To be fair, the entire British civil service, not just PHE, is not what it used to be. Among other handicaps, the British state in general is now highly resistant to any kind of public policy that might require public employees to have direct, non-virtual contact with the public or to spend time outdoors on foot. This is most obvious in British policing, but even the census is now carried out using small samples and computer models rather than having officials go from house to house. So it is no surprise that British governments did not consider Covid strategies that would require large numbers of workers to go knocking on doors and asking people about their movements or their symptoms.

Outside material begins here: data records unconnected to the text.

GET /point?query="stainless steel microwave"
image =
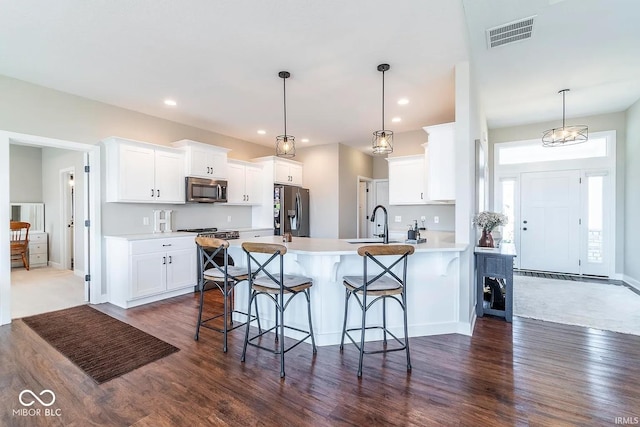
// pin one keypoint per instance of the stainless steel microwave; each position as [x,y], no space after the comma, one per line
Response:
[203,190]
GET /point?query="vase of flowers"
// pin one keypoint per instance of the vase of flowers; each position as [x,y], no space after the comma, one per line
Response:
[488,221]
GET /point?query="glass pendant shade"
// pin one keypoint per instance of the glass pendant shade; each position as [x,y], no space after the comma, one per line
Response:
[565,135]
[285,144]
[382,142]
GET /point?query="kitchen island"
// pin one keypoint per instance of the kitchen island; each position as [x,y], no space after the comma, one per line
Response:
[433,286]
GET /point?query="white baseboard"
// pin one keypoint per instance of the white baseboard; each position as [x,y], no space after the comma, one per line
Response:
[631,281]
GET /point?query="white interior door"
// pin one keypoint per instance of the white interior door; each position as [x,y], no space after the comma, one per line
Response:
[550,221]
[381,198]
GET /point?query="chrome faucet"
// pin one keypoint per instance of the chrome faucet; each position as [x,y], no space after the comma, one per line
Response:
[385,236]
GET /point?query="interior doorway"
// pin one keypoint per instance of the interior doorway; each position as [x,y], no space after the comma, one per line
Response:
[91,233]
[67,218]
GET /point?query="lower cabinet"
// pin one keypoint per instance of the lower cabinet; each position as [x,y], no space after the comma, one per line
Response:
[141,270]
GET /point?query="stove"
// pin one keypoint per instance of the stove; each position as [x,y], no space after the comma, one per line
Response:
[214,232]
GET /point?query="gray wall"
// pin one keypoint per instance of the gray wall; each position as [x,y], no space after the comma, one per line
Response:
[632,199]
[602,122]
[352,164]
[25,174]
[320,176]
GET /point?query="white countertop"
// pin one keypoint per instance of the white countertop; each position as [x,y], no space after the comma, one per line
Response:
[147,236]
[436,242]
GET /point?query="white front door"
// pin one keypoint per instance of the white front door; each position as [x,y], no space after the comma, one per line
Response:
[550,221]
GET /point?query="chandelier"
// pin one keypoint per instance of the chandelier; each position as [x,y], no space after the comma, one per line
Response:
[382,142]
[285,144]
[565,135]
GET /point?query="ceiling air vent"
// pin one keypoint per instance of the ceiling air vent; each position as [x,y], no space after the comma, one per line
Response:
[510,32]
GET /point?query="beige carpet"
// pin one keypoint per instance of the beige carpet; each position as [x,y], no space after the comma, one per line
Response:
[596,305]
[41,290]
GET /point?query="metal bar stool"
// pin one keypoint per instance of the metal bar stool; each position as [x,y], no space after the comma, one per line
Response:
[381,283]
[275,286]
[225,277]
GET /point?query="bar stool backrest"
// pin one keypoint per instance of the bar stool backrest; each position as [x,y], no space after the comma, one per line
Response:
[208,249]
[371,254]
[276,251]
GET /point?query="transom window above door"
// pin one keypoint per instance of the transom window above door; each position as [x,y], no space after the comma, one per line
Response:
[534,152]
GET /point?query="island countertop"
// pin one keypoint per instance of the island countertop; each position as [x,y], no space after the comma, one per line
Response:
[436,242]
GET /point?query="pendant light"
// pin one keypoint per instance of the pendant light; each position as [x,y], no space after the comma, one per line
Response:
[566,135]
[382,139]
[285,144]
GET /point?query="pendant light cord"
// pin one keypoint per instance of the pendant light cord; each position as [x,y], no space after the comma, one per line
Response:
[563,108]
[383,101]
[284,91]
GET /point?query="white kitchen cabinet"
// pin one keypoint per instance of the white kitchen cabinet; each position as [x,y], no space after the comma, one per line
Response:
[203,160]
[138,172]
[441,166]
[244,183]
[407,180]
[142,270]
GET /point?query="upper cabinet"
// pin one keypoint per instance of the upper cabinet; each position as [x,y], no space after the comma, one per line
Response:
[138,172]
[440,156]
[203,160]
[287,172]
[407,180]
[244,183]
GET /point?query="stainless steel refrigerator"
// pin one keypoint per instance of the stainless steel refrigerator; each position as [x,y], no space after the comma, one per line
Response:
[290,210]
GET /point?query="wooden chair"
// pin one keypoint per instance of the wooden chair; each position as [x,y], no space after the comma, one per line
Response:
[213,270]
[275,286]
[20,241]
[381,283]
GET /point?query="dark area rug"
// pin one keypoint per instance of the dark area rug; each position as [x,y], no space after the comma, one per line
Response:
[100,345]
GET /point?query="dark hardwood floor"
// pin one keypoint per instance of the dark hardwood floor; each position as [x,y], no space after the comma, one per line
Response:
[526,373]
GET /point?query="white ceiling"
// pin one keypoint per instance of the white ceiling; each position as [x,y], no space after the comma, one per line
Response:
[220,60]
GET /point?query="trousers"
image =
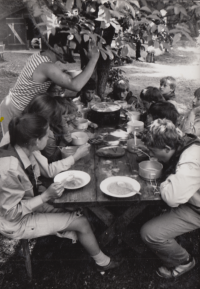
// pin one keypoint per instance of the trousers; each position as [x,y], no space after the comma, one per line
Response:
[159,234]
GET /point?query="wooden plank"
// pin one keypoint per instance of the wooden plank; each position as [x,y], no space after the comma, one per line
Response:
[27,256]
[103,214]
[86,194]
[119,226]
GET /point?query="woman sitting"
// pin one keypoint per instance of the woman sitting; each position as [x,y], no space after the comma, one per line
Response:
[26,214]
[51,109]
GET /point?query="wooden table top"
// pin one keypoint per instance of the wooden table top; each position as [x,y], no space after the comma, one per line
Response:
[99,169]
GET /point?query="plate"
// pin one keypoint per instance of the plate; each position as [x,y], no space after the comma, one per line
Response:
[84,177]
[111,152]
[105,184]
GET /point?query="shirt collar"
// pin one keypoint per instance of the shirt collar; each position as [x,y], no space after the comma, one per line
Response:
[24,158]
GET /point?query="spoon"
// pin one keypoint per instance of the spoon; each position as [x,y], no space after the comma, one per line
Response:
[123,185]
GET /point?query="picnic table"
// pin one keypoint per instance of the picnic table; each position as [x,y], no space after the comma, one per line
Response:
[91,198]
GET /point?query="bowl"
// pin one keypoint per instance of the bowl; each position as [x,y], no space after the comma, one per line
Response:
[135,126]
[121,103]
[150,170]
[79,138]
[68,151]
[133,115]
[81,123]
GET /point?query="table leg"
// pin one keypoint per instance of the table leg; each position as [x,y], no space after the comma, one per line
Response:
[119,225]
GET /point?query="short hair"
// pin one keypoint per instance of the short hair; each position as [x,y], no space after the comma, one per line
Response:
[171,80]
[197,93]
[25,129]
[162,133]
[151,94]
[163,110]
[59,37]
[90,85]
[121,85]
[47,107]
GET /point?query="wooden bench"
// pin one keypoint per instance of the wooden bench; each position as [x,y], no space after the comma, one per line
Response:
[2,47]
[8,248]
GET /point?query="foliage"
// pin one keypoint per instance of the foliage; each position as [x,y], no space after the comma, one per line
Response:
[114,75]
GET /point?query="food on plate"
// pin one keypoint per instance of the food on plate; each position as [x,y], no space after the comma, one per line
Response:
[117,189]
[105,107]
[73,183]
[113,151]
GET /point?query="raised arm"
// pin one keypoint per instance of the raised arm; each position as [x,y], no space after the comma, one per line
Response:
[58,76]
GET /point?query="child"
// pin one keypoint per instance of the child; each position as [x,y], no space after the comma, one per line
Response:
[121,92]
[148,96]
[87,94]
[167,88]
[162,110]
[190,123]
[181,191]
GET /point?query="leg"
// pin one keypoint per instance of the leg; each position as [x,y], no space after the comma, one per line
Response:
[85,235]
[159,234]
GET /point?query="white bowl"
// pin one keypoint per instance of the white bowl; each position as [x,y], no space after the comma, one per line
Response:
[135,126]
[81,123]
[79,138]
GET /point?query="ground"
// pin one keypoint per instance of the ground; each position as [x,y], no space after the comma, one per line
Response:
[58,263]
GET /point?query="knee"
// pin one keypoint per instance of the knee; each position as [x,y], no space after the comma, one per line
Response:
[84,226]
[149,233]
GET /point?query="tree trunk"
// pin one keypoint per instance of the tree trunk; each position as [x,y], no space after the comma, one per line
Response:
[103,68]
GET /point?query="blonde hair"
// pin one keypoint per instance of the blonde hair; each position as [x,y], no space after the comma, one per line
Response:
[162,133]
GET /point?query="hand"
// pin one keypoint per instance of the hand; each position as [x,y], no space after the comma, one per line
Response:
[81,152]
[54,191]
[93,51]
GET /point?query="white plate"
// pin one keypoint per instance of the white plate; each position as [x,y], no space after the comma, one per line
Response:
[105,183]
[79,174]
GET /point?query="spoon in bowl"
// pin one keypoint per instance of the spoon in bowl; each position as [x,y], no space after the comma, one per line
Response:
[123,185]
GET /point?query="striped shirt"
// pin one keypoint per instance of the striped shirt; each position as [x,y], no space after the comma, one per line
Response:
[26,88]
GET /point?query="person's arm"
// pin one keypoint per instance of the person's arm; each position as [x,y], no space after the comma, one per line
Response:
[181,186]
[58,76]
[51,170]
[16,195]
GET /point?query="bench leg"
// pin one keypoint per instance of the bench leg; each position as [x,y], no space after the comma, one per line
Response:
[27,256]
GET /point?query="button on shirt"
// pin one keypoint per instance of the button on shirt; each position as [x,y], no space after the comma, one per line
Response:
[16,191]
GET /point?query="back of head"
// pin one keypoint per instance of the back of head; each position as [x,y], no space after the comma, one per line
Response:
[121,85]
[170,80]
[151,94]
[59,38]
[162,133]
[90,85]
[163,110]
[26,129]
[45,106]
[197,93]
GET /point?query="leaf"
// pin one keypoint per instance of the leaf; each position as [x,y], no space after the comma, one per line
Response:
[136,3]
[154,28]
[78,37]
[155,17]
[79,4]
[156,44]
[86,37]
[145,9]
[176,38]
[124,51]
[69,4]
[103,55]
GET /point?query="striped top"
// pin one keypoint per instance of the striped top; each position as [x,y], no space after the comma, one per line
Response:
[25,88]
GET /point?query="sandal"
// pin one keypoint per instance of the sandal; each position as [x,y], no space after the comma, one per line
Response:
[177,271]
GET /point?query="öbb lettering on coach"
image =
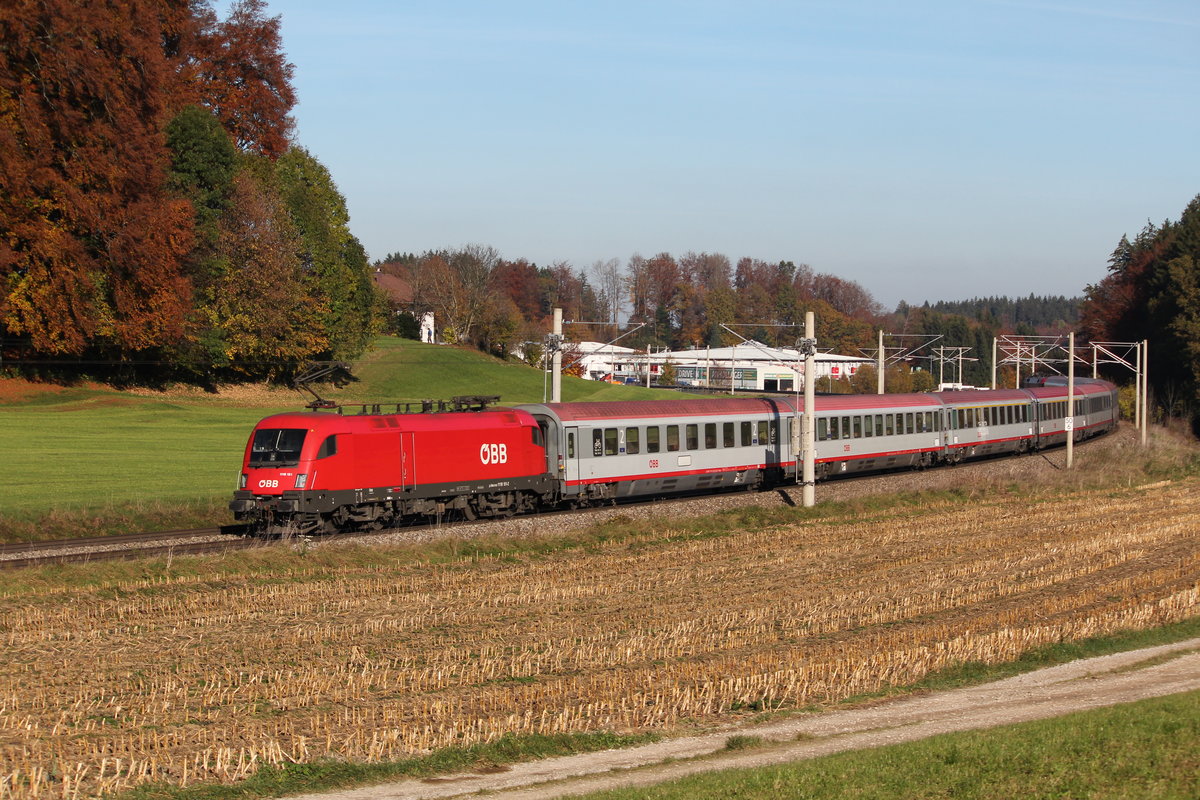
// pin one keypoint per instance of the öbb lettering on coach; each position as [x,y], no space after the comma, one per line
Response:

As autumn approaches, we seem to be on the verge of another lockdown, although it is unlikely to be nearly as severe as those imposed in countries like Spain and parts of Australia. It is not clear that the public will be as amenable to restriction as it was during the spring and early summer. It does not help that, like governments elsewhere early in the crisis, that of the UK resorted to what seemed to be necessary or beneficial untruths for the public good. For instance, in order to ensure that hospitals had sufficient protective equipment, the public was repeatedly told that it should not seek to obtain masks, because masks were ineffective at preventing the spread of the disease. A few months later, masks were made compulsory on public transport, in airports and other public places. Most of us will wear our masks when we ride public transport or go out to the shops—assuming that the stores are still open—in the hope that the masks will protect others and ourselves. But it may take a while before those officials, scientists and doctors who lied (for what they considered to be the best of reasons) regain our trust, and that could be dangerous for everyone.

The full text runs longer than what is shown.